Sometimes the precarious circumstances of the birds Smith depicts seem obvious: In an oil on canvas called Fall Out (Night Heron), the subject perches on curlicue branches as ominously glowing oobleck rains out of a black sky. In End of Eden, a mix of avians pose in bare trees over a ghastly yellow wetland; in this garden, the serpents clearly have the upper hand. In other compositions, the narrative is subtler and more open to interpretation. In the six-by-eight-foot painting Long March, a mass of several dozen gorgeously colored birds appears to be heading somewhere in unison, focused on a common purpose. The effect is both comical and a bit eerie: If it’s a long march to extinction they’re on, they look determined to not go quietly. “It seems pretty clear that it’s an unnatural state,” Smith says. “They’re coming together to survive, I guess. I don’t want to say, survive from what. They’re just trying to hang on, as best they can. They’re trying to realign.”
Although it is all but impossible to look at Smith’s paintings and not think of Audubon, Smith also cites a mix of other influences, from the abstract expressionist Willem de Kooning to the nineteenth-century Englishman Edward Lear, who is today best known for limericks and whimsical poems like “The Owl and the Pussycat” but who also produced bold illustrations of parrots and other birds. For the most part, Smith’s bird renderings are lifelike and accurate.

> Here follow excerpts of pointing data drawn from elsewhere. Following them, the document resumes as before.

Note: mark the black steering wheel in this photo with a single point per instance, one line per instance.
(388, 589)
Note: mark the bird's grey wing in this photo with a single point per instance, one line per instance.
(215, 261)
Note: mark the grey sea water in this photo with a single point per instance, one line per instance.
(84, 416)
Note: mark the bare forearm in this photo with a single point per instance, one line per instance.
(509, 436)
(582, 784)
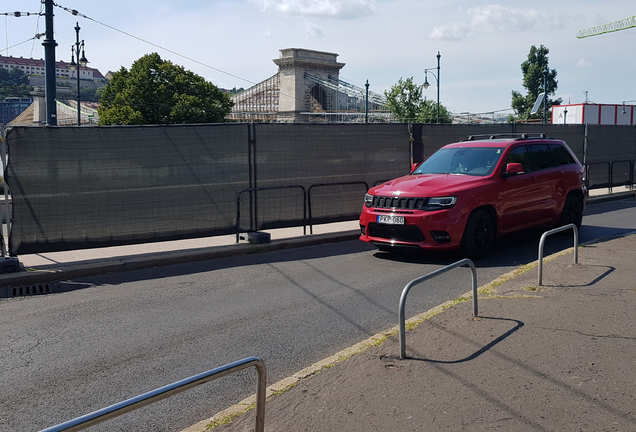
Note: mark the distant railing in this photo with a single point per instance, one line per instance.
(311, 227)
(238, 205)
(96, 417)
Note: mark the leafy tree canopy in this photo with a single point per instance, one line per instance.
(14, 83)
(533, 77)
(405, 101)
(156, 91)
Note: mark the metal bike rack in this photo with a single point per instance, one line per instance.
(426, 277)
(311, 226)
(96, 417)
(542, 243)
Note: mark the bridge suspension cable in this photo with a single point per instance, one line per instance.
(608, 28)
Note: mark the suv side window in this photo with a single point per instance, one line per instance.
(519, 155)
(561, 155)
(540, 157)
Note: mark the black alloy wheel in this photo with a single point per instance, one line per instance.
(479, 235)
(572, 211)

While painting, he refers to stacks of field guides, magazines, and other source materials, and he frequently lights out in his kayak to jot down field notes and quick sketches. But he feels no obligation to make his paintings ornithologically correct. “A lot of the birds I paint are not real species,” he says. “A lot of them are kind of made up.” He’s not above pinning a fan of peacock feathers on a homely-looking vulture, for example, or sneaking some blue Twitter logos in among more conventional tweeters.
“I think the viewer is confronted,” Spillman says, “and implicated in the birds’ plight. These are themes that definitely resonate down here, and I think the buzz around his work is growing.”